La renovación de la última fase del Hôtel-Dieu de Toulouse vuelve a encender el debate sobre el color de las fachadas. Un revestimiento beige-gris, validado por la DRAC, devuelve al pabellón Baric su aspecto original mientras preserva su autenticidad. Y esto ha suscitado conversaciones en la Ville rose.
Un cambio controvertido
“¿No saben qué están haciendo? Han restaurado con ladrillos y es hermoso, y ahora van a poner un revestimiento gris…” Esta fue la reflexión publicada recientemente en redes sociales por ChaÔToulouse, experto en la restauración de piedras antiguas. En Toulouse, el ladrillo es sagrado.
Una grabación muestra el alineamiento de los ladrillos rosados del CHU de Toulouse, ahora salpicado por un toque blanco-beige a lo largo del Garona.
Fidelidad a la escritura original del edificio
El edificio Baric, construido en 1830, ha sido objeto de una restauración que respeta su identidad arquitectónica. Según el CHU, “en su origen, esta parte de las fachadas del Hôtel-Dieu ya había sido tratada con revestimiento, que se había degradado con el tiempo”. La decisión fue conservar este revestimiento, que ha sido completamente renovado, para mantener la fidelidad a la escritura inicial del edificio.

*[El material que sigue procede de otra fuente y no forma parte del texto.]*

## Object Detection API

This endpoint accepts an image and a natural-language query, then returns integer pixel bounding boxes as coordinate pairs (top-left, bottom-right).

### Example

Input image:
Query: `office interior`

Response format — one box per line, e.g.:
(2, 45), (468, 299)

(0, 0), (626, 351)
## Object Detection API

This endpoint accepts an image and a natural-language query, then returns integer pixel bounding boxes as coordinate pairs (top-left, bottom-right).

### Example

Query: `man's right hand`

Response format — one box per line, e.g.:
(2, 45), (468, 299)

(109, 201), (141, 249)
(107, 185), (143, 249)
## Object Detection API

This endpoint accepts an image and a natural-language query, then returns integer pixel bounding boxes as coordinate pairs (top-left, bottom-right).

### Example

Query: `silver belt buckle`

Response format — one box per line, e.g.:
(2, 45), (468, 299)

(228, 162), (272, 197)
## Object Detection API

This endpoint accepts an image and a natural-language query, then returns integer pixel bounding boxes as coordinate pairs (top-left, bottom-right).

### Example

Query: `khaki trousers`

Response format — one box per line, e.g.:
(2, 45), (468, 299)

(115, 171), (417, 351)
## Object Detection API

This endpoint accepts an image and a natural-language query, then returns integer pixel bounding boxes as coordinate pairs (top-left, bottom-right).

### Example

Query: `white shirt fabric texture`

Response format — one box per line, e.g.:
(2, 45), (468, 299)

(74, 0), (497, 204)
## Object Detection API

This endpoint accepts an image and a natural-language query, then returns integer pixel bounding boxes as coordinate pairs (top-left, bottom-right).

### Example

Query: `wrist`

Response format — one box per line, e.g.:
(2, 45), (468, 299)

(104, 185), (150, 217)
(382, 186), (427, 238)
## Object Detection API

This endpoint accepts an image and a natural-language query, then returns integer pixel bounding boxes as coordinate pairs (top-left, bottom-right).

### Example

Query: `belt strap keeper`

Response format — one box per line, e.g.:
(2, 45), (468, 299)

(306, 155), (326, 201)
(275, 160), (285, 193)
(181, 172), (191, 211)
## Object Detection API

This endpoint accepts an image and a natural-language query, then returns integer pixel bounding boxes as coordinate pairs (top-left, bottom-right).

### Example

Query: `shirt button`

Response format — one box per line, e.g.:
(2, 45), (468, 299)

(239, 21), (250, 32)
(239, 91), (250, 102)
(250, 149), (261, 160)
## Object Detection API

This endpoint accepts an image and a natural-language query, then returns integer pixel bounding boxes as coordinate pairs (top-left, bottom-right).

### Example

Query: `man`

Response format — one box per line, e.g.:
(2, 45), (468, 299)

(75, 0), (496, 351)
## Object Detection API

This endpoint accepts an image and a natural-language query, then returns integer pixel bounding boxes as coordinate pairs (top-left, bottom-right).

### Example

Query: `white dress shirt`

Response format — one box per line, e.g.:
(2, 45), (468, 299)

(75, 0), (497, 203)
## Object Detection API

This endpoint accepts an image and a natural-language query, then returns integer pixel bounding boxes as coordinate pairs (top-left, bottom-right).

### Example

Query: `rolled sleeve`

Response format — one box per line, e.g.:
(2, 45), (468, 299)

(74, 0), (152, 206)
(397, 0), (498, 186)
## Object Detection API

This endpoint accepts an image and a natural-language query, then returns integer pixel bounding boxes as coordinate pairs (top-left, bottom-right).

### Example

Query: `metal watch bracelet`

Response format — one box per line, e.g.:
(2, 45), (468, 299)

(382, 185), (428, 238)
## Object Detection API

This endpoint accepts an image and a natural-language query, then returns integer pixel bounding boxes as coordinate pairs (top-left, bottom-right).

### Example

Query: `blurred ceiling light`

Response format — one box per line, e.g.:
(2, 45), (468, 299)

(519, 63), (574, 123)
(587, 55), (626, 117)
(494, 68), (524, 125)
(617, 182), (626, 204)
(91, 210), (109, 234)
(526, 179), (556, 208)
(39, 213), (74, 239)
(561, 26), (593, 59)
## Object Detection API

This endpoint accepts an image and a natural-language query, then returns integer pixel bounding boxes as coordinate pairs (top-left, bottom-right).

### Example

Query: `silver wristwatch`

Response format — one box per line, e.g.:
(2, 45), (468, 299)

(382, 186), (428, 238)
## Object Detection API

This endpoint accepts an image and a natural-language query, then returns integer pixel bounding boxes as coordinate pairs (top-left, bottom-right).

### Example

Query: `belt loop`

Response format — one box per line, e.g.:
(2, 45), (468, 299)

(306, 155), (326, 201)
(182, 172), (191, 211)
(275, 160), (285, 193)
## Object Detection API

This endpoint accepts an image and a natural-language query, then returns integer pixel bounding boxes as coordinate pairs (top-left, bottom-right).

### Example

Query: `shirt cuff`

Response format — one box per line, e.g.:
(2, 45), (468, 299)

Una intervención meticulosa
Para encontrar el color correcto, el trabajo no fue al azar. “La empresa encargada de la restauración propuso varias muestras para probar diferentes tonos, texturas y tratamientos de superficie. Un arqueólogo que colabora con el CHU realizó extracciones de los restos de revestimiento del pabellón Baric para guiar a la empresa en la creación de estas muestras, empleando cal siguiendo métodos tradicionales”, explicó la dirección del centro hospitalario.
La nueva tonalidad es “ligeramente beige-grisácea”, la que más se aproxima al color original. Además, para lograr una durabilidad, la textura es “intencionadamente poco granulosa para limitar la suciedad con el tiempo”, logrando un aspecto envejecido y no un acabado de cemento moderno.
Un diálogo arquitectónico
Para el CHU, “esta intervención permite conseguir una fachada acogedora, cuyo revestimiento armoniza con el rojo de los ladrillos. La pátina añade vitalidad al conjunto arquitectónico y establece un diálogo con el edificio vecino del Garona, evocando de manera sutil los efectos de luz relacionados con la proximidad del río”. Ahora queda a los Toulousains adaptarse a este nuevo paisaje.